Great Service Doesn’t Often Make Headlines
by Employment Security Department Commissioner, Suzi LeVine
Now that the partial government shutdown and the threat of another one are finally over, I’d like to reflect on the exceptional customer service and agility demonstrated during this period by the team I am profoundly blessed to lead at the Employment Security Department.
I started at Employment Security in July. Having worked in both the private and public sectors before this, I came to the job knowing that people choosing this line of work are motivated by doing good and helping people. Their compensation packages contain no stock options.
The crucible of this partial shutdown, however, has shown me that, not only do they care about the people and businesses we serve, but they also demonstrate a resilience, creativity, thoughtfulness, and level of compassion beyond any of my expectations for customer service — especially under urgent conditions. This level of extraordinary service spans from line level to leadership.
I will be the first one (and I often am) to call out concerns when our customer service is not as it should be — and we are far from perfect. In fact, we improve and innovate only when we have freedom to learn from our failures and our fallibility. Over the past few years, some of those failures have come out in the most public of venues with TV and radio consumer watchdogs reporting on our work. And our teams have hunkered down and gotten better.
But what you don’t usually hear about publicly are the customer service calls that DON’T come in. News stations don’t usually cover when our teams are so good and competent that they proactively address people’s needs and no one knows about it. The media don’t hear about when we work for days and hours to tackle complexities and roadblocks so that the customer has a seamless and uneventful experience. “Uneventful” and “No Issues” don’t make very scintillating headlines.
In the case of this partial shutdown, let me tell you — the complexities, the shifts, the non-standard situations, and the hour-by-hour questions made “Uneventful” and “No Issues” a doggone miracle!
I want to share just three examples. Now, again, I’m not asserting that we didn’t have hiccups. Also — there are always moments when customers don’t get exactly what they want because of legal boundaries to our system. But these stories exemplify how ESD employees did everything in their power to support their fellow public servants in a very trying time.
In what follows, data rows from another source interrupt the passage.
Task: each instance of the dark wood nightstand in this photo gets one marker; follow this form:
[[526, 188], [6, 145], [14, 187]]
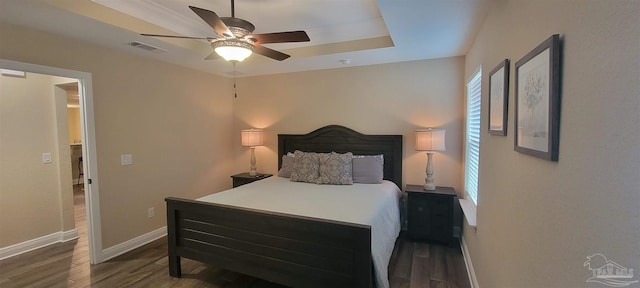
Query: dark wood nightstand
[[430, 213], [245, 178]]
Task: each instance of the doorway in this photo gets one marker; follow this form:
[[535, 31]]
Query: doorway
[[89, 163]]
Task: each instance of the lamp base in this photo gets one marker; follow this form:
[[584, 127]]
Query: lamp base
[[428, 181], [429, 186], [252, 170]]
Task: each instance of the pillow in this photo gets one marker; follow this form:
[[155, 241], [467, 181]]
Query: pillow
[[305, 167], [335, 168], [287, 166], [368, 169]]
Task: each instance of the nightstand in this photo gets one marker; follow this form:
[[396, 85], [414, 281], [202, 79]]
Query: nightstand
[[245, 178], [430, 213]]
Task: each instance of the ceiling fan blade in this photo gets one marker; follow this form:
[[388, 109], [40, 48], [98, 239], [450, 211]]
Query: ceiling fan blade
[[280, 37], [268, 52], [213, 20], [175, 36], [213, 56]]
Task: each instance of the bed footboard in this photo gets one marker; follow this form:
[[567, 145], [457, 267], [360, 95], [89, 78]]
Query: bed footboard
[[286, 249]]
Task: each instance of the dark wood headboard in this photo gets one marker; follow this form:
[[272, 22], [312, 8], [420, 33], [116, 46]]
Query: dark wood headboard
[[339, 139]]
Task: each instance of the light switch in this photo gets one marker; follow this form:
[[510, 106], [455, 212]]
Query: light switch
[[126, 159], [46, 158]]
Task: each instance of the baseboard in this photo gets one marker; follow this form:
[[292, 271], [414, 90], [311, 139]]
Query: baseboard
[[134, 243], [467, 262], [33, 244]]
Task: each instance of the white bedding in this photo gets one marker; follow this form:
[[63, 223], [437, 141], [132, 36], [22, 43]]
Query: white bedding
[[376, 205]]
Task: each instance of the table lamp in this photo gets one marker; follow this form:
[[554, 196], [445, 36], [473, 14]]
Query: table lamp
[[430, 140], [252, 138]]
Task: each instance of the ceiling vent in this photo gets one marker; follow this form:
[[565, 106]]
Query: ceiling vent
[[146, 47]]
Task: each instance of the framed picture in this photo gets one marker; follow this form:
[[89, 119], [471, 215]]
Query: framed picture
[[537, 114], [499, 99]]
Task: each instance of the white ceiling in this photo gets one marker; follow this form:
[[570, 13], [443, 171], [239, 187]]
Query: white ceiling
[[364, 32]]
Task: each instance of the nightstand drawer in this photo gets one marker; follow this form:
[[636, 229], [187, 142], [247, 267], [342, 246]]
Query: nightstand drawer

When a person applies for unemployment benefits, one of the first steps is for ESD to verify that the claimant’s reported wages match what their employer reports. Only then can ESD determine if, how much, and how long to provide benefits. With the partial shutdown, the employers (federal agencies) were shut down and not available to verify wages. Within one day, ESD formed a special team to manually verify wages with paystubs and W-2s. The team also was able to get checks into furloughed federal workers’ hands within the standard time, despite the extra care needed for these claims. All of this happened with little impact to overall response time in the unemployment call centers.
For both furloughed workers, and eventually, the “essential” full-time federal workers, ESD used a tool in state unemployment law called “standby.” A worker in standby status can receive benefits without having to search for work if they have a promise from their employer to return to a job. After four weeks, a standby claim must be renewed by both employee and employer, and the employer needs to re-certify that they are still planning to bring that person back to work.
Knowing that the shutdown persisted and recognizing that employers might not be able to respond after four weeks because they were still closed, ESD proactively extended standby for over 1,500 claims from furloughed workers. That way, without effort (or even awareness) on the part of the federal furloughed employees, no gap in benefits occurred. ESD’s work resulted in many customer calls we DIDN’T get! The entire agency pitched in.
Because the call center team was on high alert receiving new claims from federal workers on the day when they needed to be renewed, ESD’s policy team did all the standby extensions manually, all while continuing to guide operational staff managing an extraordinarily unique situation. I even joined the effort and made the extensions on a couple of the claims. I’m proud to say that Paul and Raul (I’ll keep their last names confidential) were able to continue receiving their benefits.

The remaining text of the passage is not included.